High rates of SARS-CoV-2 antibody seroprevalence among PLHIV in Nigeria were observed. This underscores the need to understand the association between HIV and SARS-CoV-2 to inform strategies to reduce the threat posed by COVID-19.
有证据表明,艾滋病病毒感染者(PLHIV)受新冠病毒病(COVID-19)的影响更大。在尼日利亚,艾滋病病毒感染者中感染严重急性呼吸综合征冠状病毒2(SARS-CoV-2)的负担尚不清楚。

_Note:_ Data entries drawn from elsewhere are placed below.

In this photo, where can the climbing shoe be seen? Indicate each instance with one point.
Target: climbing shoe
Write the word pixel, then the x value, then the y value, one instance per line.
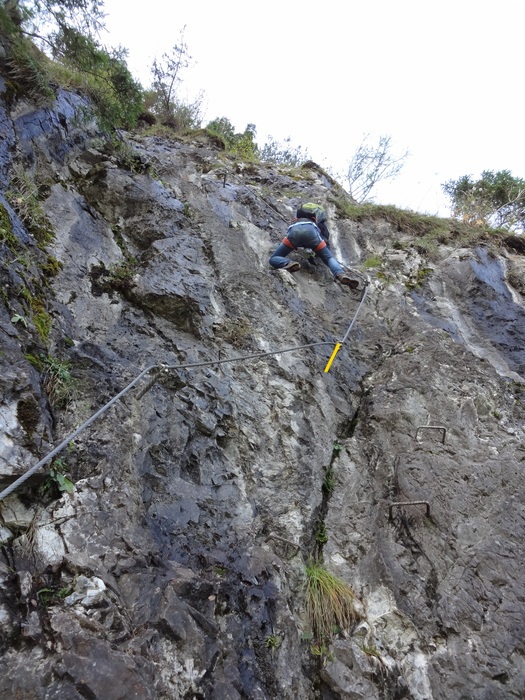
pixel 345 279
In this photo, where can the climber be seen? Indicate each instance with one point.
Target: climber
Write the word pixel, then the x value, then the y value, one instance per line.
pixel 305 233
pixel 320 219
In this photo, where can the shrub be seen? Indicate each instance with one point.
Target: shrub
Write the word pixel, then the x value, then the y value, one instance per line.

我们在尼日利亚的14个州和联邦首都地区对2022年4月至2023年1月期间进行了艾滋病病毒载量(VL)检测的艾滋病病毒感染者进行了反复的横断面SARS-CoV-2血清学调查。使用多重微珠分析评估SARS-CoV-2免疫球蛋白G(IgG)抗体的证据,以测量针对刺突(S)、受体结合域(RBD)和核衣壳(N)蛋白的IgG,以确定潜在的感染和/或疫苗接种状态。
在2022年4月至2023年1月期间,共纳入47,614份残余VL样本并检测SARS-CoV-2抗体。SARS-CoV-2感染的血清阳性率定义为针对刺突和RBD591 [S+]以及核衣壳 [N+]的IgG抗体,(S+N+),范围从2023年1月埃基蒂州的21.1%(95%置信区间 [CI]:11.4 - 31.8)到2022年11月贡贝州的71.4%(95% CI 71.9 - 81.9),随着时间推移,在各年龄和性别组中,州内和州间总体呈稳定趋势。
在尼日利亚的艾滋病病毒感染者中观察到较高的SARS-CoV-2抗体血清阳性率。这凸显了了解艾滋病病毒与SARS-CoV-2之间关联的必要性,以便为减少COVID-19造成的威胁的策略提供信息。